C-u M-x shell will ask you want you want to name the buffer (I suggest the hostname), the starting directory which you be the
/ssh... string, and then the shell command to use, which I leave as
/bin/bash. Now you are interacting over ssh to the remote server!
This also keeps track of which directory you are in, so if, inside of the shell you
cd, emacs knows where you are. If you use the normal keystrokes to open a file,
C-x C-f it defaults to the directory that you are in on the remote server.
TAB completion works in the minibuffer too!
Inside of shell mode you can use
C-down to cycle through command history, all the normal things work.
Edit a file as root
Need to edit a file as a different user?
C-x C-f /sudo::/etc/hosts
TRAMP in this case is piping things through sudo rather an ssh, so we are making a remote connection to a different user on our computer.
Editing a file inside of a docker container
Another fun trick is to edit a file inside of a docker container. Is this what docker is used for? No, but it’s sometimes useful if you are debugging a docker file or whatever and need a tigher feedback loop.
Inside of your
To try this out, we can spin up a quick server like this
docker run --rm -p 6379:6379 --name redis_container redis
And then look at files inside of it using
C-x C-f /docker:redis_container:/
Which opens up a directory browser in the container. The tricks of open and editing the files are the same, and you can also open up a shell in there to do what you need.
Now obviously one of the points of
Docker is to ship code around that’s repeatably built, and this goes againsts the spirit of that. But if you want to treat them as easily distrubuted virtual machines it’s very handy.
Inside a docker container on a remote host
We can also chain things together! Lets say that we have a
docker container named
ssb-pub running on a remote host
ssb.willschenk.com, we can connect to it using:
C-x C-f /ssh:firstname.lastname@example.org|docker:ssb-pub:/
This works for file browsing as well as opening up a shell on the container.
It requires play
If you want to sit down and just start working on your project, the learning curve of emacs is too great.

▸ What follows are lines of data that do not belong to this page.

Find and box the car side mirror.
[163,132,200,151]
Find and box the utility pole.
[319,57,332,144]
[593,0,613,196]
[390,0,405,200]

Its better to use a tool that’s already configured and optimized for what you want to do. The Laravel from Scratch documentation, which is fabulous, recommends using PHP Storm for people who are learning Laravel, since you can just get going and focus on solving your problem without going down the rabbit hole. This is great. But sometimes its fun to go down the rabbit hole, and if you enjoy the playing the reward is great.
Emacs was first released in 1976 (take a look at the emacs timeline if you want to see the heritage in all it’s glory, though you’ll notice that it ends at 2007, 13 years ago) and given that it’s been around for 44 years at this point, I think we can say that it’s not a fad. What you learn here will be useful in the future no matter what the latest hot stuff is next.